Nos deux jeunes gens, de même que deux écoliers qui, se rendant au bord de la rivière, emplissent leurs poches de cailloux pour faire des ricochets sur l’eau, les deux jeunes gens, forcés de quitter la berge, avaient rempli leurs poches de petites pierres dont ils comptaient se servir comme des catapultes à l’endroit des maisons qu’ils espéraient assiéger.
Le prince tira un des cailloux de sa poche, et, faisant deux pas en arrière pour prendre son élan, comme nous avons vu faire à Robert Stuart, mais dans un plus sinistre dessein, il lança la pierre dans les vitres de la fenêtre éclairée.
La fenêtre s’ouvrit avec tant de promptitude, que l’on eût cru que c’était le caillou qui l’ouvrait.
Un homme en bonnet de nuit apparut, une chandelle à la main, et essaya de s’écrier :
– Brigands !
– Que dit-il ? demanda le duc.
– Vous voyez bien, il faut être habitué à lui pour comprendre ce qu’il dit. Il nous appelle brigands.
Puis, se retournant vers la fenêtre :
– Ne vous échauffez pas, Balthazar ; c’est moi ! dit le prince.
– Vous... Votre Altesse ?... Que Votre Altesse m’excuse !... Elle a bien le droit, s’il lui plaît, de casser mes carreaux.
– Ah ! bon Dieu, s’écria le duc en riant à gorge déployée, quelle langue parle donc votre bonhomme, prince ?
– Les gens qui s’y connaissent disent que c’est un jargon qui tient le milieu entre l’iroquois et le hottentot. Il ne vient pas moins, dans cette espèce de grognement, de nous dire une chose fort honnête.
– Laquelle ?
– Que nous avions le droit de casser ses carreaux.
– Ah ! pardieu ! cela mérite un remerciement.

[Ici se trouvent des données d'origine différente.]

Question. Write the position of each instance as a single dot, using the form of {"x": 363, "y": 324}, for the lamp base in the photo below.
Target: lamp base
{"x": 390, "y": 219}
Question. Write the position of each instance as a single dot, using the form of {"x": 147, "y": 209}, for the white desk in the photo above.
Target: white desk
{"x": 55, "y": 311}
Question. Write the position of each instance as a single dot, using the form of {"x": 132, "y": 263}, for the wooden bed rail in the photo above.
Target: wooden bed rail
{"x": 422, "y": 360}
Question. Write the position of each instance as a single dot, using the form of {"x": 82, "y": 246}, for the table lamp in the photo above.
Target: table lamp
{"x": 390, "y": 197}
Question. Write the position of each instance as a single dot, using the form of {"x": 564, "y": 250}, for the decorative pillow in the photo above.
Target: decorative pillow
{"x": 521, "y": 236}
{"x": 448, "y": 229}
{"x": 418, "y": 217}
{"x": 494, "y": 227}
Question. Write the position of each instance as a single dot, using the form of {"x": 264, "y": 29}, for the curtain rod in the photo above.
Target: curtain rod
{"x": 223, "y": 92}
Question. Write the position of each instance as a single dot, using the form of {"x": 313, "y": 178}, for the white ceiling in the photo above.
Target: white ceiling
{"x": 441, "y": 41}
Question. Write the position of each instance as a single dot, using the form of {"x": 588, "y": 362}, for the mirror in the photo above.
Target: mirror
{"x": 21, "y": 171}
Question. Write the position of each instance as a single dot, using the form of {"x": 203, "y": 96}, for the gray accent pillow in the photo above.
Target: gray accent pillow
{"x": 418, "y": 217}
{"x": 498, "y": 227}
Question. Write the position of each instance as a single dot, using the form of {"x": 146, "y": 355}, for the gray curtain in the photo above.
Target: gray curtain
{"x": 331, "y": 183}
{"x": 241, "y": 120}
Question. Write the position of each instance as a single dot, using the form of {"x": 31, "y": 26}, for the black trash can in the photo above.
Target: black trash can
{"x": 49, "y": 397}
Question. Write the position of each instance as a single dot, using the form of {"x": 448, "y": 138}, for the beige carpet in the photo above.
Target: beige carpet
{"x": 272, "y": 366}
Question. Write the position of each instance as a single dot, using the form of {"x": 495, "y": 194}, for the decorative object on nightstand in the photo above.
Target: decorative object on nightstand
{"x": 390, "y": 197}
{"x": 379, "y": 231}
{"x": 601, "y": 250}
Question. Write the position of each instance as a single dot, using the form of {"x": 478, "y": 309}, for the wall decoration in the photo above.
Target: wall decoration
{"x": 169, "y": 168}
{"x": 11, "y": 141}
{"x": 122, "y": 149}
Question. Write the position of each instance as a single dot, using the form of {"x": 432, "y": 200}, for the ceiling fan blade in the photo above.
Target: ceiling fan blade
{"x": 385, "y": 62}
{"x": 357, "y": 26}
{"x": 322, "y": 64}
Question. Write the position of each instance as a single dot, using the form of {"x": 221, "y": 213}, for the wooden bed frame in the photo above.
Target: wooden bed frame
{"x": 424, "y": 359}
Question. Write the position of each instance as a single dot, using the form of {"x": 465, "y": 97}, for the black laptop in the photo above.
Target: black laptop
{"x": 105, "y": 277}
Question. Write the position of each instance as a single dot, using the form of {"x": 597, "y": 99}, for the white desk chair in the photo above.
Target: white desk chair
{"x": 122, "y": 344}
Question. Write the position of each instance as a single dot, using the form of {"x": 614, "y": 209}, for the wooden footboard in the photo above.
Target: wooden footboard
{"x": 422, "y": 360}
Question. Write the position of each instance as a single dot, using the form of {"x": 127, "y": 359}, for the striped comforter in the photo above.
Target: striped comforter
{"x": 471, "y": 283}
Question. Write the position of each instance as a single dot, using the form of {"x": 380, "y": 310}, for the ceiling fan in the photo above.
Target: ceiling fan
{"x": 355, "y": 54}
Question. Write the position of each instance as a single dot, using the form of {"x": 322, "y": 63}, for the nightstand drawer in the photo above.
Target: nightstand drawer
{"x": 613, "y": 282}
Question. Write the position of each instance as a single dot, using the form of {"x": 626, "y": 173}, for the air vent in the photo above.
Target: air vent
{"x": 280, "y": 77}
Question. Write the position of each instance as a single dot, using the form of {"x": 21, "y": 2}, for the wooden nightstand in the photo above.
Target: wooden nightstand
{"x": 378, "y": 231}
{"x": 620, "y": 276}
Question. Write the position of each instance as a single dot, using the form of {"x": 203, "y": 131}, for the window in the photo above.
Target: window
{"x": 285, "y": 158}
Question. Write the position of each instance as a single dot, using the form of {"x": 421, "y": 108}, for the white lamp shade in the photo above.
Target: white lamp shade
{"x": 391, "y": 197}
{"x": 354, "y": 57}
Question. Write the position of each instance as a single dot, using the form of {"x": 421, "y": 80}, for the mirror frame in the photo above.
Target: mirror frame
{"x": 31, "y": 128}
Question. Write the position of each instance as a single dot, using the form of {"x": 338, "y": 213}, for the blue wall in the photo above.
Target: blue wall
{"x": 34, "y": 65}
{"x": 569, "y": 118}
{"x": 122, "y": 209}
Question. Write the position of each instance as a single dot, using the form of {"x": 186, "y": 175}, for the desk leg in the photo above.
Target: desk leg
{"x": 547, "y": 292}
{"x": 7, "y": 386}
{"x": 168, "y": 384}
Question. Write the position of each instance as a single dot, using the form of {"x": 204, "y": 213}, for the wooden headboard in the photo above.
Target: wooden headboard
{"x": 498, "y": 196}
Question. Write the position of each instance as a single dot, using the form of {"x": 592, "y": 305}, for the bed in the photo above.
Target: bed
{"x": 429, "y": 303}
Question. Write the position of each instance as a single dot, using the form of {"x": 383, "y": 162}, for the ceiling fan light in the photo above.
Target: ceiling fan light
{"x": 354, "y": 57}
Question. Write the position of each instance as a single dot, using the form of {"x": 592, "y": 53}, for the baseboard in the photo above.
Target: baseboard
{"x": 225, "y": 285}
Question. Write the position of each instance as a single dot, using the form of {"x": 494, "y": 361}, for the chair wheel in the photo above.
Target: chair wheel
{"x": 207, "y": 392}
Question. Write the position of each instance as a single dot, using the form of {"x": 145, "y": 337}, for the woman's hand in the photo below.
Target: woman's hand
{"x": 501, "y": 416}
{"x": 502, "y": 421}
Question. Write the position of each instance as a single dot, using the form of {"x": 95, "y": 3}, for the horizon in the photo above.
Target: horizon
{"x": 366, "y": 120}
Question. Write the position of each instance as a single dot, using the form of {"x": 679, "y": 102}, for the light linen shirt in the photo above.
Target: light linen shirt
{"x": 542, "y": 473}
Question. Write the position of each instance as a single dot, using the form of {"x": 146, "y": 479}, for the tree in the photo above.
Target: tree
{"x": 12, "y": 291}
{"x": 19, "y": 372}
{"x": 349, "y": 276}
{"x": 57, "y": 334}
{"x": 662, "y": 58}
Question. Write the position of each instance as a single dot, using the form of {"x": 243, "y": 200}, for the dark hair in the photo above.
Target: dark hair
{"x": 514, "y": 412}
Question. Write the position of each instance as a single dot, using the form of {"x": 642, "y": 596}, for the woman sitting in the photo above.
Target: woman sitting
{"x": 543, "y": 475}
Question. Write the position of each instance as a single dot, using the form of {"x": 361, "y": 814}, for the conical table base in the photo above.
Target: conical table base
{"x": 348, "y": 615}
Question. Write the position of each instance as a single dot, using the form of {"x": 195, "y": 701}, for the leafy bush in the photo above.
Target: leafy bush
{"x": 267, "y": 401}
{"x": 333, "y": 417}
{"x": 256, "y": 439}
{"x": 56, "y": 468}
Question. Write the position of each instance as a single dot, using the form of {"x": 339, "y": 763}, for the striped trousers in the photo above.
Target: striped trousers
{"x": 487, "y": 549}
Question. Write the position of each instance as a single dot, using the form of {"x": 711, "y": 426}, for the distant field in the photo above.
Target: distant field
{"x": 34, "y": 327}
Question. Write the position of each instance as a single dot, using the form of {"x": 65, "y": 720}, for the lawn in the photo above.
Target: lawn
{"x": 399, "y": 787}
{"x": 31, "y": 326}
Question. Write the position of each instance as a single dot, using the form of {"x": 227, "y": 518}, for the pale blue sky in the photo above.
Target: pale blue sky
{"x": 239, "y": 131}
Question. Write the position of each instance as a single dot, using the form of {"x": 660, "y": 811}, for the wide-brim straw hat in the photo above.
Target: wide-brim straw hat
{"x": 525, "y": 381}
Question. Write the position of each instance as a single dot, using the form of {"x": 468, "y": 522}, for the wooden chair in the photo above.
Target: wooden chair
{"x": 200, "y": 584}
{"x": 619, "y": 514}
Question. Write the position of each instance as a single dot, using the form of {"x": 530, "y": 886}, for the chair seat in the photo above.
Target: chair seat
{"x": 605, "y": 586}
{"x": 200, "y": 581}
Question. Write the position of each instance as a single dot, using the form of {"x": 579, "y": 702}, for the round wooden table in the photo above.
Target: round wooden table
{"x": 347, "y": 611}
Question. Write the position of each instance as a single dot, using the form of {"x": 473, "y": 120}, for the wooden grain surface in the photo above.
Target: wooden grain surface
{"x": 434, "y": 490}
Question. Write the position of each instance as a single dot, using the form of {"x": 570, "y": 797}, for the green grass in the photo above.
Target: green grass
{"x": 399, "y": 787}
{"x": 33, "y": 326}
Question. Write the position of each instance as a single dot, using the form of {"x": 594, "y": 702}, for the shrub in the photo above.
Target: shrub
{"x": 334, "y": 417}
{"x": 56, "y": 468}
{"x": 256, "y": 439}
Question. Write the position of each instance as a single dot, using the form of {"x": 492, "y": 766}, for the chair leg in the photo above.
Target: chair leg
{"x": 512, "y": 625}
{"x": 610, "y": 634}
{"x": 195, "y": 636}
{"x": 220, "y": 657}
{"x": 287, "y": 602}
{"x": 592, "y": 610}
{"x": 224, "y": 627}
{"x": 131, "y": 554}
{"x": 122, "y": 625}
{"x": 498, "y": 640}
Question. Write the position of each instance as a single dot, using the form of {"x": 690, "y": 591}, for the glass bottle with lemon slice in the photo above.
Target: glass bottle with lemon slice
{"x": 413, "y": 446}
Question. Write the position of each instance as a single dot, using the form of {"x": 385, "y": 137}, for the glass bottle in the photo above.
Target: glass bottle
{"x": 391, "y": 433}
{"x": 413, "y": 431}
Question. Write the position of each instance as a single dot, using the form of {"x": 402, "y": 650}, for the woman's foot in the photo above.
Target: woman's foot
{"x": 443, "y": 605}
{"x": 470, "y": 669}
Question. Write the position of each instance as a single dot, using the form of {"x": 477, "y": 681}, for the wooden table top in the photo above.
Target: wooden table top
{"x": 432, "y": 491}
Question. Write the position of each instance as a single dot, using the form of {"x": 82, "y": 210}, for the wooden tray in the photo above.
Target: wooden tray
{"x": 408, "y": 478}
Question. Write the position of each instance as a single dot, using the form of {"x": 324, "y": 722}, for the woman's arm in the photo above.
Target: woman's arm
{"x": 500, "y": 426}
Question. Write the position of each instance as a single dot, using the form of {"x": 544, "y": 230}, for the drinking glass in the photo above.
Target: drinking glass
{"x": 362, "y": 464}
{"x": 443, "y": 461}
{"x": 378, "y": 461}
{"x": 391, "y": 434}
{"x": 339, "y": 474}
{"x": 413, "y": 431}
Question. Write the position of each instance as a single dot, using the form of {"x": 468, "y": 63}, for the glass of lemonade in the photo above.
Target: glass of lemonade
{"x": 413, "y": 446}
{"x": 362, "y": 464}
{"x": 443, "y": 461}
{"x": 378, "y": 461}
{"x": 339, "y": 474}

Alors, s’adressant à Balthazar :
– Mon ami, lui dit-il, le bruit s’est répandu à la Cour que vous aviez pris femme ce soir et que votre femme était jolie. Or, nous sommes sortis du Louvre tout exprès pour faire notre compliment.
– Et pour vous dire, mon cher Balthazar, que le ciel est au froid et que c’est un bon temps pour les biens de la terre.
– Tandis qu’au contraire le cœur de Sa Majesté est au chaud, ce qui fera du bien au maréchal de Saint-André.
– Je ne comprends pas.
– N’importe ! répétez la chose comme nous vous la disons, mon cher Balthazar. D’autres la comprendront, et sauront ce que cela veut dire. Nos compliments à madame.
Et les jeunes gens remontèrent la rue de la Monnaie en éclatant de rire et en écoutant grommeler et tousser l’hôte de la Vache noire, qui pouvait bien refermer sa fenêtre, mais qui ne pouvait pas reboucher son carreau.